According to a recent meta-analysis published in the Journal of the European Academy of Dermatology and Venereology, milk consumption may be associated with an increased risk for acne.
Researchers conducted a meta-analysis of 13 observational studies (9 case-control, 4 cohort; n=71,819) identified through a literature search on Pubmed, Embase, Medline, and Cochrane Library databases.
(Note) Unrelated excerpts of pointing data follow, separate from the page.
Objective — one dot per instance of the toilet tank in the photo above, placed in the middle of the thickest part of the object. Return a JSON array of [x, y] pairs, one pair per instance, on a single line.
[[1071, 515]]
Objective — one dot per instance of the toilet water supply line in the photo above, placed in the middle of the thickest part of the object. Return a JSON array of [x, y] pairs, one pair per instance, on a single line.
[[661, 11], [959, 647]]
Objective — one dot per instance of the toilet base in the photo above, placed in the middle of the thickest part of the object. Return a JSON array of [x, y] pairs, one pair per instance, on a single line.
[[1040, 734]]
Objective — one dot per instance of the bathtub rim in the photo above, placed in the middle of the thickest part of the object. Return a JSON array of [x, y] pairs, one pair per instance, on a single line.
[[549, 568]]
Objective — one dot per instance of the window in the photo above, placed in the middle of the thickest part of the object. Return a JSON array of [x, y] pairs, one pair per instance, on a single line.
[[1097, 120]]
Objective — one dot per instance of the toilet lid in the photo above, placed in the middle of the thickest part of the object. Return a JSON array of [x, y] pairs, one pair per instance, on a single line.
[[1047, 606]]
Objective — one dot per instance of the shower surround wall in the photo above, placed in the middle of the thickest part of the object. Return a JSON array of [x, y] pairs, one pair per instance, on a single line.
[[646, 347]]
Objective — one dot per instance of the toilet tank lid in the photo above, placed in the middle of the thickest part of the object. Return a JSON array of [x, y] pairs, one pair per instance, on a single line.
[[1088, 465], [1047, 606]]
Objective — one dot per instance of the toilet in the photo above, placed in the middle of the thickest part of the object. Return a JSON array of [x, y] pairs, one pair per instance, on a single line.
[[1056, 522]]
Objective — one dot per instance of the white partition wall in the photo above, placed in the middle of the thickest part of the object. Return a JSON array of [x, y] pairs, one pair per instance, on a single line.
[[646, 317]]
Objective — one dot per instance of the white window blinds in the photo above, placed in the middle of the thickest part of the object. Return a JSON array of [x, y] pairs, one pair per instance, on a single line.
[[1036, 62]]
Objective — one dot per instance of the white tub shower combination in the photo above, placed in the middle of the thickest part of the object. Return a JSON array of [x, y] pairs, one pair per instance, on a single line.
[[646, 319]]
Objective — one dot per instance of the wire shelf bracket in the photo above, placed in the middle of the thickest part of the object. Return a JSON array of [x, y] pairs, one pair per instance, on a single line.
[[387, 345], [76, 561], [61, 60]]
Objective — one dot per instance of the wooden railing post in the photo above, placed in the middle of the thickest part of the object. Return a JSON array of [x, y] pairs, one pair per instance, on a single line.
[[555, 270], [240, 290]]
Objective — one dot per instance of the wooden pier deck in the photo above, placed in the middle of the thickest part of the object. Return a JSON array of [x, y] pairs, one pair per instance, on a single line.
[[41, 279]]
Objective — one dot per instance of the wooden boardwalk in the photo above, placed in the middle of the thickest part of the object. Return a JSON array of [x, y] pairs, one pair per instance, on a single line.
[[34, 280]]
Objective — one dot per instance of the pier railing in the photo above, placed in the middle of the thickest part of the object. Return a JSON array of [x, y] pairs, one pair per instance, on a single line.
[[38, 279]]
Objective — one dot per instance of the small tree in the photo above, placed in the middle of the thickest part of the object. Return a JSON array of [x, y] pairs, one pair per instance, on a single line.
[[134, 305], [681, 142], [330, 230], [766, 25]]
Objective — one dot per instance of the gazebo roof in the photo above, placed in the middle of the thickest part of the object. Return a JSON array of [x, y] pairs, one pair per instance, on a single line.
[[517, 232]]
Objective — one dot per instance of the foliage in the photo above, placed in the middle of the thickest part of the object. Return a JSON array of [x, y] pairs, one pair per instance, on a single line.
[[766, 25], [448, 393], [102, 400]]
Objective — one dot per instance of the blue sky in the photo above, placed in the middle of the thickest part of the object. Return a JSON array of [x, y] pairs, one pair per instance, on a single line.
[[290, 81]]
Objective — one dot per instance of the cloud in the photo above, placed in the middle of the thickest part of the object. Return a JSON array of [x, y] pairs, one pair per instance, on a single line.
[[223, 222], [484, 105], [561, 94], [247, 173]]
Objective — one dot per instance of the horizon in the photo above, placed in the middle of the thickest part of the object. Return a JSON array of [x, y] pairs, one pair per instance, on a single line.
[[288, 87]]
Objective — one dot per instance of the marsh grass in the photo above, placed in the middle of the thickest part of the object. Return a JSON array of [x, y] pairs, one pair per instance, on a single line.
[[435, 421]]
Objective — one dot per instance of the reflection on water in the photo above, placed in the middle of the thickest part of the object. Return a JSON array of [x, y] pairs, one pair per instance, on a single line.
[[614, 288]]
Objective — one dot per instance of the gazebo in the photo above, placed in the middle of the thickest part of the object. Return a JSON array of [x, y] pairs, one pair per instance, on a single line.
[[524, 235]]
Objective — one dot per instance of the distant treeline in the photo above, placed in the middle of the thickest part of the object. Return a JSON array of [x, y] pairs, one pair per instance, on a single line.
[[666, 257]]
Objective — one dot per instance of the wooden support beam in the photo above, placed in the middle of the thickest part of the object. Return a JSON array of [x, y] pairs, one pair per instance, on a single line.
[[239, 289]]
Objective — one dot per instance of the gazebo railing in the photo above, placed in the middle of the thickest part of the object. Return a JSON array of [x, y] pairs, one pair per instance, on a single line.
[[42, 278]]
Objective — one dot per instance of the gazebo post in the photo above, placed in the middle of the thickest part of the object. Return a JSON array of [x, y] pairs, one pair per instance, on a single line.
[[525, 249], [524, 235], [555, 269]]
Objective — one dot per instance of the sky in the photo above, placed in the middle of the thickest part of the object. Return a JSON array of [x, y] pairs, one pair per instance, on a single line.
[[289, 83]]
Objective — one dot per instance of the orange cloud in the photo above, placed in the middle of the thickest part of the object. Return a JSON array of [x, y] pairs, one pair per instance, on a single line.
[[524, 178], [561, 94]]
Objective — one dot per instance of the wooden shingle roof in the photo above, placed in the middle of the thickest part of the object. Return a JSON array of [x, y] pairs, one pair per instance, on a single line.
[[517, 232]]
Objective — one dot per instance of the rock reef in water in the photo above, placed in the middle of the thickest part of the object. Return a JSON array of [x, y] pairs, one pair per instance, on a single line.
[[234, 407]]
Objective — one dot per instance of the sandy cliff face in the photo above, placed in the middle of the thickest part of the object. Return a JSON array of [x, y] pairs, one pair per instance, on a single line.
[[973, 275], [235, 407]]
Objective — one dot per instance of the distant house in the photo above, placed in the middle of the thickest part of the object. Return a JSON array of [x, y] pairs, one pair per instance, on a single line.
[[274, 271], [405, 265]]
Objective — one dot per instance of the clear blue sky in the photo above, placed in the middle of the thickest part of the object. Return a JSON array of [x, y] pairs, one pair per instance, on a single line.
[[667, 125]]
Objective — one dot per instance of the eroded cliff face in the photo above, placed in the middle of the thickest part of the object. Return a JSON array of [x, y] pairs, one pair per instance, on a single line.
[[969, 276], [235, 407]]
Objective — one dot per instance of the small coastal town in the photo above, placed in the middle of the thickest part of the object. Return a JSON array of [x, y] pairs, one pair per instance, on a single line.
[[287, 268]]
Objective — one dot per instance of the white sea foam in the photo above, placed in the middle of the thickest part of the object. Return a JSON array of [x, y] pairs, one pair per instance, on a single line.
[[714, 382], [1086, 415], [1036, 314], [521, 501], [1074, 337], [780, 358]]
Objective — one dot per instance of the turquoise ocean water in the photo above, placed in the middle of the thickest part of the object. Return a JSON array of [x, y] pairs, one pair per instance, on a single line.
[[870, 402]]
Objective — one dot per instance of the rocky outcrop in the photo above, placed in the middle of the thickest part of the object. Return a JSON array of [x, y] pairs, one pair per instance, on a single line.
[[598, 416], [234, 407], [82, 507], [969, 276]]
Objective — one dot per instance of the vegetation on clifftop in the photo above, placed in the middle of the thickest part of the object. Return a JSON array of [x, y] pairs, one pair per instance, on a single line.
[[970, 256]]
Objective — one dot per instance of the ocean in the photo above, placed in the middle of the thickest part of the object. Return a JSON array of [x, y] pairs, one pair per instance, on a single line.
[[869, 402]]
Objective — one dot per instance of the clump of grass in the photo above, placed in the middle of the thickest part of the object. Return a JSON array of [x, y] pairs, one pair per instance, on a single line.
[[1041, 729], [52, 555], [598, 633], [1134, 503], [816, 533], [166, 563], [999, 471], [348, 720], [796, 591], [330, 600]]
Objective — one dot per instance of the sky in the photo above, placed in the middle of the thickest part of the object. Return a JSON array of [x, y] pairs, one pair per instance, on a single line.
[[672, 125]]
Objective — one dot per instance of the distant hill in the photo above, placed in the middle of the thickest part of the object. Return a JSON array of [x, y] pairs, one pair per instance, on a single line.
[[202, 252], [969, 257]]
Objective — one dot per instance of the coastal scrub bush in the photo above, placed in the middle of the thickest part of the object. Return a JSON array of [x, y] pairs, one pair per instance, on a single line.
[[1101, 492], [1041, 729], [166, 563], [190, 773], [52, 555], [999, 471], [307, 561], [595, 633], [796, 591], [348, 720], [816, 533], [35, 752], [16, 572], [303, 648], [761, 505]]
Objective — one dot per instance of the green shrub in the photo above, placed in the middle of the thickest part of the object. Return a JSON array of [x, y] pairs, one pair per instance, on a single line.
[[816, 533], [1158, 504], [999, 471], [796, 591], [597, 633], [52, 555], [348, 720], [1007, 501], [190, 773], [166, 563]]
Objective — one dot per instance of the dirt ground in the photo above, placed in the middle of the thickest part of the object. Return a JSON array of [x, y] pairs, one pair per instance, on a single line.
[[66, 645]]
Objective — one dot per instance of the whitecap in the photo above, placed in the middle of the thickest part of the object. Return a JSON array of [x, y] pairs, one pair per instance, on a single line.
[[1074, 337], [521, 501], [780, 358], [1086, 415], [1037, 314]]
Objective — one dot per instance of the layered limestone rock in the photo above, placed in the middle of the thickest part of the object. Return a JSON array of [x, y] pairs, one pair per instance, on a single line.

The pooled results of all trials showed an increased risk for acne in milk consumers vs non-consumers (OR, 1.16; 95% CI, 1.09-1.24). A subgroup analysis of different milk forms showed that skim milk consumers (OR, 1.24; 95% CI,1.13-1.37) had a higher risk for acne vs low-fat consumers (OR, 1.14; 95% CI, 1.08-1.22) and full-fat consumers (OR, 1.13; 95% CI, 1.05-1.21). Higher milk intake was linked to an increased risk for acne vs medium milk intake (OR, 1.12; 95% CI, 1.01-1.24 vs OR, 1.08; 95% CI, 1.00-1.17). Milk intake was positively associated with moderate to severe acne risk (OR, 1.18; 95% CI, 1.01-1.37), but not with mild acne risk (OR, 1.14; 95% CI, 0.86-1.51).
According to the authors, components of milk are known to target and influence rapamycin complex 1 (mTOCR1) signaling, which further promotes synthesis of gonadal hormones and androgen, enhances androgen bioactivity, and stimulates androgen receptor signaling which may have a role in the pathogenesis of acne. They call for further research to compare the effects of skim milk versus full-fat milk in activating mTORC1 signals and to explore the effect of milk processing, pasteurization, and microRNA bioavailability on acne pathogenesis.